The code is in the part below. The first table illustrates what PWM value will determine the fan’s speed. You can alter the values to suit your needs.

Code:

PROGRAM CODE:

#include “DHT.h”
#include<LiquidCrystal.h>
LiquidCrystal lcd(7, 6, 5, 4, 3, 2);
#define DHTPIN 12     // what pin we’re connected to


#define DHTTYPE DHT11   // DHT 11 

#define pwm 9

byte degree[8] = 
              {
                0b00011,
                0b00011,
                0b00000,
                0b00000,
                0b00000,
                0b00000,
                0b00000,
                0b00000
              };
// Initialize DHT sensor for normal 16mhz Arduino
DHT dht(DHTPIN, DHTTYPE);

void setup() {
  lcd.begin(16, 2);
 lcd.createChar(1, degree);
 lcd.clear();
 lcd.print(”   Fan Speed  “);
 lcd.setCursor(0,1);
 lcd.print(”  Controlling “);
 delay(2000);
 analogWrite(pwm, 255);
 lcd.clear();
 lcd.print(“Robu “);
 delay(2000);
  Serial.begin(9600); 
  dht.begin();
}

void loop() {
  // Wait a few seconds between measurements.
  delay(2000);

  // Reading temperature or humidity takes about 250 milliseconds!
  // Sensor readings may also be up to 2 seconds ‘old’ (its a very slow sensor)
  float h = dht.readHumidity();
  // Read temperature as Celsius
  float t = dht.readTemperature();
  // Read temperature as Fahrenheit
  float f = dht.readTemperature(true);
  
  // Check if any reads failed and exit early (to try again).
  if (isnan(h) || isnan(t) || isnan(f)) {
    Serial.println(“Failed to read from DHT sensor!”);
    return;
  }

  // Compute heat index
  // Must send in t in Fahrenheit!
  float hi = dht.computeHeatIndex(f, h);

  Serial.print(“Humidity: “); 
  Serial.print(h);
  Serial.print(” %\t”);
  Serial.print(“temperature: “); 
  Serial.print(t);
  Serial.print(” *C “);
  Serial.print(f);
  Serial.print(” *F\t”);
  Serial.print(“Heat index: “);
  Serial.print(hi);
  Serial.println(” *F”);

    lcd.setCursor(0,0);
  lcd.print(“temp: “);
  lcd.print(t);   // Printing terature on LCD
  lcd.print(” C”);
  lcd.setCursor(0,1);
   if(t <20 )
    { 
      analogWrite(9,0);
      lcd.print(“Fan OFF            “);
      delay(100);
    }
    
    else if(t==26)
    {             
      analogWrite(pwm, 51);
      lcd.print(“Fan Speed: 20%   “);
      delay(100);
    }
    
     else if(t==20)
    {
      analogWrite(pwm, 102);
      lcd.print(“Fan Speed: 40%   “);
      delay(100);
    }
    
     else if(t==28)
    {
      analogWrite(pwm, 153);
      lcd.print(“Fan Speed: 60%   “);
      delay(100);
    }
    
    else if(t==29)
    {
      analogWrite(pwm, 204);
      
      lcd.print(“Fan Speed: 80%    “);
      delay(100);
    }
     else if(t>29)
    {
      analogWrite(pwm, 255);
      lcd.print(“Fan Speed: 100%   “);
      delay(100);
    } 
  delay(3000);
}

CONCLUSION:

Our proposed system-Temperature Controlled Fan using Arduino system has been designed and executed successfully.
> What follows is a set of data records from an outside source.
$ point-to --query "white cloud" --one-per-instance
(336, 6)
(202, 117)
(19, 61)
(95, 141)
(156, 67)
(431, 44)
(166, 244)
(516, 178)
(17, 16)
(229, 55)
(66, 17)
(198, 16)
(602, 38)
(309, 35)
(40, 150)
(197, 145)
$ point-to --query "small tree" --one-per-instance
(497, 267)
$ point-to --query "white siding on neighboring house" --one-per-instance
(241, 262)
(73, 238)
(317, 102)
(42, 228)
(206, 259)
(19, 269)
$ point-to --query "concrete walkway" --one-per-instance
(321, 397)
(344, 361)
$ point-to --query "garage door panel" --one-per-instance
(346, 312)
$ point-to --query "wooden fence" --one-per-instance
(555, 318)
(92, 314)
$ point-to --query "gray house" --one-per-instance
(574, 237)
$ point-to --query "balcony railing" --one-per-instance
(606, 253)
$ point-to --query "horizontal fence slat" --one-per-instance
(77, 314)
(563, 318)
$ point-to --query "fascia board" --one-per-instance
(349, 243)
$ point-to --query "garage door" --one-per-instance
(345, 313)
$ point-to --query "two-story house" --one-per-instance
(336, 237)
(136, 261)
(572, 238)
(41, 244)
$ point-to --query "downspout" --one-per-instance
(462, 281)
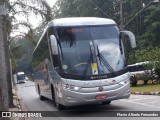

The output of the system was checked by setting the temperature at different levels and it was recorded that the fan speed changes accordingly. This device is a perfect choice for handicapped people. This proposed circuit can be used not only in fans but also in many practical applications, where the circuit can be connected to a device whose temperature has to be controlled at a particular value. Moreover, this designed circuit helps in preventing the waste of energy when it is not hot enough to use a fan and assists the disabled to switch on or off the fan automatically.